Sophos UTM Creating a ‘Big’ Bounty with Remote Code Execution Flaw

A critical and high severity remote code execution vulnerability CVE-2020-25223 with CVSS 3. x severe base score 9.8 is present in Sophos SG UTM. Sophos reported this vulnerability on  September 18, 2020, in their Advisory. A reliable vulnerability management tool can help to combat these vulnerabilities.

This vulnerability was present in the company’s bug bounty program by an external security researcher. As per the claim from the advisory, there was no evidence of vulnerability exploitation at the time of the release of the advisory. Vulnerability Management software can help reduce these attacks.

• CVE-2020-25223: A remote code execution vulnerability exists in WebAdmin of Sophos SG UTM

The vulnerability was present in the web admin of the Sophos SG UTM. The vulnerability can be easily triggering and exploited by sending an HTTP request to the devices with vulnerable versions of the affected software, which lacks proper input validation. As a result, an attacker can have unauthenticated,remote code execution as a root user on Sophos UTM.

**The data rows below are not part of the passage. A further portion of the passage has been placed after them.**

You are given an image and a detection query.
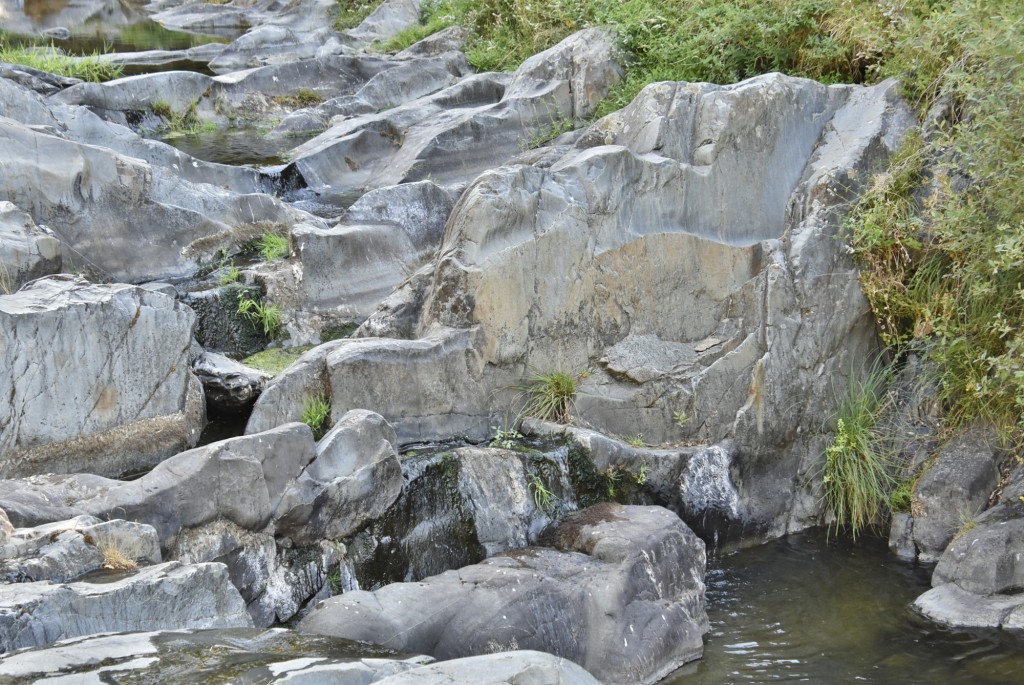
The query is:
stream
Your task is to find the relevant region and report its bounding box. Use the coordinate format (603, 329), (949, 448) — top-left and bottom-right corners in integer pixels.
(663, 530), (1024, 685)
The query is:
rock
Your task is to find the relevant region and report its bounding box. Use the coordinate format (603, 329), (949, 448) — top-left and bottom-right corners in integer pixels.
(0, 202), (60, 295)
(913, 583), (1024, 629)
(0, 561), (252, 652)
(299, 505), (708, 683)
(0, 628), (430, 685)
(280, 181), (454, 318)
(344, 447), (578, 590)
(0, 516), (162, 583)
(374, 650), (600, 685)
(342, 0), (420, 47)
(193, 352), (270, 411)
(910, 427), (999, 561)
(0, 119), (296, 281)
(275, 410), (402, 543)
(246, 330), (489, 443)
(289, 30), (621, 195)
(0, 276), (205, 478)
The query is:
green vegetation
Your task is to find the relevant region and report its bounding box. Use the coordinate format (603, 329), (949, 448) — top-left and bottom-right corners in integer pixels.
(822, 366), (899, 539)
(150, 100), (217, 139)
(299, 392), (331, 440)
(273, 88), (324, 110)
(0, 39), (122, 82)
(518, 371), (582, 423)
(238, 296), (281, 338)
(334, 0), (383, 31)
(217, 262), (242, 286)
(526, 473), (554, 514)
(256, 230), (289, 261)
(242, 345), (313, 376)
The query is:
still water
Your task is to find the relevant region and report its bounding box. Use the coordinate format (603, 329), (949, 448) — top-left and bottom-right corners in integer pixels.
(663, 531), (1024, 685)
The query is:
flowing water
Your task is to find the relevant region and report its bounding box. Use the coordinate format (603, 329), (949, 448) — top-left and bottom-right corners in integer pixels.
(663, 531), (1024, 685)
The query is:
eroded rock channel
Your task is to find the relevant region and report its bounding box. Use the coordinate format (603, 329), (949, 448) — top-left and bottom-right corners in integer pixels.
(0, 0), (1020, 685)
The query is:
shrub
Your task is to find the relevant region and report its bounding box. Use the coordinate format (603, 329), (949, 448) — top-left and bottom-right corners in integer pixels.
(822, 365), (898, 539)
(519, 371), (580, 423)
(299, 392), (331, 440)
(238, 296), (281, 338)
(256, 231), (289, 261)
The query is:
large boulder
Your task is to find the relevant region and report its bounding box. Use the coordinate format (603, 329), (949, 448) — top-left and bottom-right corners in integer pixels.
(0, 561), (252, 652)
(276, 410), (402, 543)
(0, 201), (60, 295)
(0, 276), (205, 477)
(299, 505), (708, 683)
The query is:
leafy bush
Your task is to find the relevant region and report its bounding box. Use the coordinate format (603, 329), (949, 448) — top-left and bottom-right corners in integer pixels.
(256, 231), (289, 261)
(299, 392), (331, 440)
(0, 40), (122, 82)
(238, 297), (281, 338)
(519, 371), (579, 423)
(822, 366), (898, 539)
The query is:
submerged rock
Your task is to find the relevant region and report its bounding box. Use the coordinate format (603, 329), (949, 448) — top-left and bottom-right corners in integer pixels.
(0, 561), (252, 651)
(0, 275), (205, 478)
(299, 505), (708, 683)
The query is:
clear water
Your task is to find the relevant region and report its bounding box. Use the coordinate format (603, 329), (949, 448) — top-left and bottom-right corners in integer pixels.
(663, 531), (1024, 685)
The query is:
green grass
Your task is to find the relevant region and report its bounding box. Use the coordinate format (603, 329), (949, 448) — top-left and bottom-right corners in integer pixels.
(517, 371), (580, 423)
(238, 297), (281, 338)
(334, 0), (383, 31)
(822, 366), (899, 539)
(299, 392), (331, 440)
(256, 231), (289, 261)
(0, 41), (122, 82)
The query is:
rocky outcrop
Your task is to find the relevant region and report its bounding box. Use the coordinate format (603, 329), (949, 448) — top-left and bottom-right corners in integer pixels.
(299, 505), (708, 683)
(0, 276), (205, 477)
(0, 516), (161, 583)
(193, 352), (270, 412)
(0, 202), (60, 295)
(0, 561), (252, 652)
(913, 454), (1024, 631)
(890, 426), (1000, 562)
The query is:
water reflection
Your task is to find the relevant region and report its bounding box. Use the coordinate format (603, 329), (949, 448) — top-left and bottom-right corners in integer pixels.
(665, 532), (1024, 685)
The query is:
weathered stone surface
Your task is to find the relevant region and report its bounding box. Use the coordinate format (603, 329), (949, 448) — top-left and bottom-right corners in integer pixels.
(0, 561), (252, 651)
(275, 410), (402, 543)
(911, 427), (999, 561)
(299, 505), (708, 683)
(0, 628), (430, 685)
(246, 331), (489, 443)
(0, 276), (205, 477)
(280, 181), (454, 318)
(193, 352), (270, 411)
(0, 119), (296, 281)
(913, 583), (1024, 628)
(291, 30), (621, 200)
(374, 650), (600, 685)
(0, 202), (60, 294)
(0, 516), (162, 583)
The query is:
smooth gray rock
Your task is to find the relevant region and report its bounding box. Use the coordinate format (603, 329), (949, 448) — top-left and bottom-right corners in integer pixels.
(275, 410), (402, 543)
(374, 650), (600, 685)
(910, 426), (999, 561)
(913, 583), (1024, 629)
(0, 561), (252, 652)
(0, 516), (162, 583)
(280, 181), (455, 318)
(0, 201), (60, 295)
(0, 276), (205, 477)
(299, 505), (708, 683)
(291, 30), (621, 195)
(0, 118), (296, 282)
(0, 628), (431, 685)
(193, 352), (270, 411)
(246, 330), (489, 443)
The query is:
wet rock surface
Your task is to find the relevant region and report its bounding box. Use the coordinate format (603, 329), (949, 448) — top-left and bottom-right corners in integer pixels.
(299, 505), (708, 683)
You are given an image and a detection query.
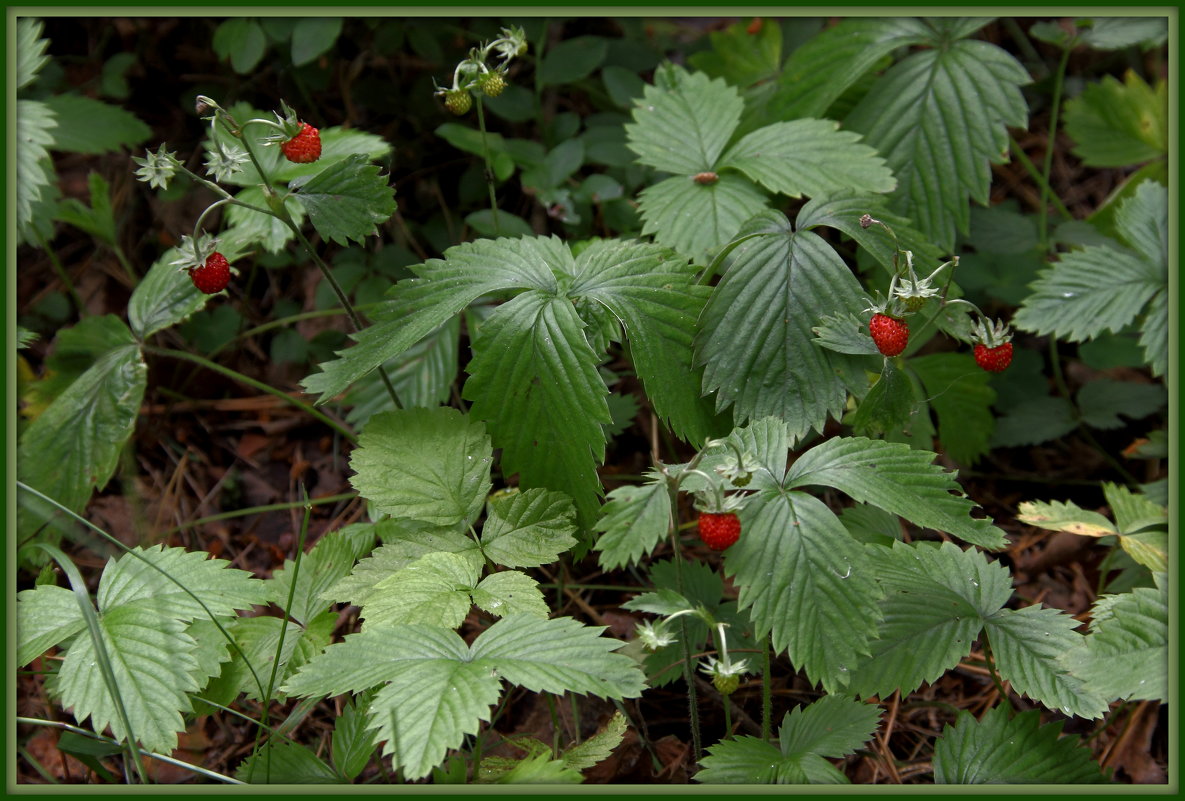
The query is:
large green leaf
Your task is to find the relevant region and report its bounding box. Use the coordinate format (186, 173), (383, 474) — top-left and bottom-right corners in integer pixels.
(846, 20), (1030, 250)
(717, 120), (896, 198)
(696, 212), (860, 437)
(292, 154), (395, 245)
(350, 408), (492, 526)
(284, 615), (642, 778)
(848, 543), (1012, 697)
(17, 331), (148, 556)
(985, 605), (1107, 718)
(934, 704), (1103, 784)
(1062, 579), (1170, 701)
(786, 437), (1005, 549)
(638, 173), (769, 261)
(303, 237), (572, 403)
(626, 65), (744, 175)
(462, 290), (611, 526)
(569, 243), (713, 446)
(724, 491), (880, 692)
(696, 696), (880, 784)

A researcher stated in his article that he found that webadmin. plx endpoint handles most of the incoming web traffic, which is a Perl file. When an HTTP POST request is present, the SID(Session Identifier) goes to the confd, a back-end service, to check whether it’s a valid session identifier. The SID is supplying itself to a HTTP POST Request, and the confd attempts to read SID from confd sessions directory (/var/confd/var/sessions). Then the SID is passing as a second argument to the open() function as a file after passing through a couple of subroutines. In Perl, we must handle the open() function carefully when user-supply data is passing as the second argument. You can learn more about this in Perl’s document.

In this case, commands are passing as SID as a second argument to open(). To bypass the regex check, replace the SID with 0 in the HTTP request before reaching the webadmin.plx, RewriteRule ^/var /webadmin.plx is in use. i.e., sending an HTTP request to /var is the same as sending the HTTP request to webadmin.plx, but in this case, the request checks is not by regex. By replacing SID in HTTP requests with commands like touch /tmp/pwned, the commands will be executed. This is how the attack can be carried out.

Sophos SG UTM versions before v9.705 MR5, v9.607 MR7, 9.511 MR11

The advisory does mention a workaround for users who cannot currently deploy the fixed version. It can be present by keeping Internal or another internal-only network definition as the sole entry in Management->WebAdmin Settings->WebAdmin Access Configuration->Allowed Networks.

Finally, a fix for this vulnerability has been released in versions v9.705 MR5, v9.607 MR7, v9.511 MR11, or later. However, The vulnerable versions of Sophos SG UTM are in advisement to update to the latest available release.